Enquanto isso, meninos e homens são ensinados que eles merecem ocupar espaço, que eles têm o direito de receber atenção, reconhecimento e afirmação, especialmente das mulheres e meninas em volta. E, se essa atenção e esse reconhecimento não são oferecidos livremente, eles devem se sentir no direito de arrancá-la das mulheres, de uma maneira ou de outra.
“O sentimento que os homens têm de ter direito a tudo é a espinha dorsal de nossa cultura”, comentou House. “É isso que permite às pessoas não pensar” sobre seu comportamento.
Foi essa dinâmica que permitiu que Louis C.K. se convencesse de que perguntar a mulheres se queriam ver seu pênis, como se fosse brincadeira, era o mesmo que pedir o consentimento delas. Foi o que deixou Charlie Rose pensar que pegar suas subordinadas mais jovens de surpresa, andando nu na frente delas, era a mesma coisa que “agir com base em sentimentos compartilhados”. É o que faz homens que eu conheço ter medo de não ter a capacidade de discernir o que foi consensual e o que foi imposto, infringindo os direitos e a vontade da mulher.
Como Rebecca Traister escreveu na New York Magazine, parece inevitável que chegue uma reação contrária ao momento atual de cobrança de responsabilidade dos homens. As mulheres estão em estado de alerta ansioso máximo, vendo a hora em que uma acusação falsa ou um relato mal interpretado freie essa enxurrada de revelações e faça a balança de poder voltar ao “normal”. Mas, enquanto esperamos e enquanto cada vez mais relatos são feitos, esses relatos estão chegando até os homens. Nos últimos dois meses, mais homens vieram conversar comigo sobre violência sexual, tentando entender esse problema, do que em toda minha vida até agora. Ando vendo homens – homens comuns, não famosos, na casa dos 20 ou 30 anos – que estão começando a encarar com horror uma cultura que eles até então podiam simplesmente não enxergar ou fazer que não enxergavam. Eles estão começando a admitir que eles próprios foram cúmplices na manutenção dessa cultura.
Isso não aconteceu quando mulheres vieram acusar Bill Cosby. Não aconteceu tampouco quando Donald Trump foi acusado de assédio.
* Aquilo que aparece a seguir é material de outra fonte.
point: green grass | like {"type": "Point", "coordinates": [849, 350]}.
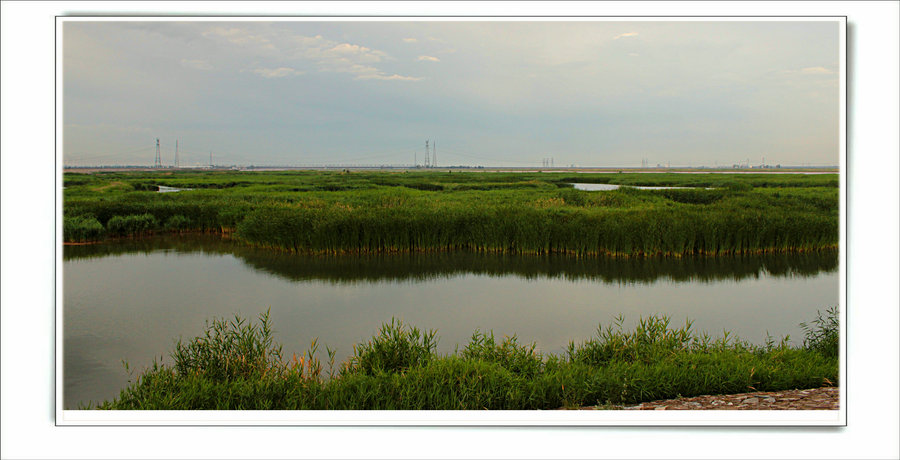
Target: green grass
{"type": "Point", "coordinates": [237, 365]}
{"type": "Point", "coordinates": [521, 213]}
O que é lindo no movimento #MeToo é que ele é quase impossível de ignorar. O fato de tantas mulheres estarem contando fatos que lhes aconteceram no passado torna mais difícil para os homens que cometeram as agressões continuarem a se iludir. As mulheres estão furiosas, e é bem mais difícil “esquecer” ou “lembrar errado” de algo que é denunciado por uma mulher furiosa.